Poet Camille Rankine to Read on Oct. 12

09/27/2016

Camille Rankine, author of the full-length poetry collection Incorrect Merciful Impulses and the recipient of a 2010 “Discovery”/Boston Review Poetry Prize, will give a reading on Wednesday, Oct. 12, at SUNY Cortland.

Her presentation, which continues the English Department’s Distinguished Voices in Literature Lecture series, begins at 5 p.m. in Brockway Hall, Jacobus Lounge.

The event is free and open to the public.

A visiting professor at University of Massachusetts Amherst’s MFA for Poets and Writers, Rankine lives in New York City.

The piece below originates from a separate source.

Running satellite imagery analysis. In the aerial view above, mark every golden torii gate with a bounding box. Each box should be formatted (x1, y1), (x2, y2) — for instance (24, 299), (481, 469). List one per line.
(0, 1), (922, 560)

She earned her bachelor’s degree from Harvard University and her Master of Fine Arts in Creative Writing from Columbia University.

Incorrect Merciful Impulses, Rankine’s first full-length poetry collection, was published in January by Copper Canyon Press. She also wrote the chapbook Slow Dance with Trip Wire, selected by Cornelius Eady for the Poetry Society of America’s 2010 New York Chapbook Fellowship.

Her poetry has appeared in numerous journals including American Poet, The Baffler, Boston Review, Denver Quarterly, Indiana Review, Narrative, Paper Darts, A Public Space and Tin House.

Rankine received a fellowship from the MacDowell Colony in 2013 and was named an Honorary Cave Canem fellow in 2012. She serves on the executive committee of VIDA: Women in Literary Arts and the board of trustees of The Poetry Project. Rankine also co-chairs the Brooklyn Book Festival Poetry Committee.

A finalist for the Poetry Foundation’s 2014 Ruth Lilly and Dorothy Sargent Rosenberg Fellowship, she was featured as an emerging poet in the Fall 2010 issue of American Poet and the April 2011 issue of O, The Oprah Magazine.

The event is co-sponsored by The President’s Fund, the Provost and Vice President for Academic Affairs’ Office, and the Cultural and Intellectual Climate Committee.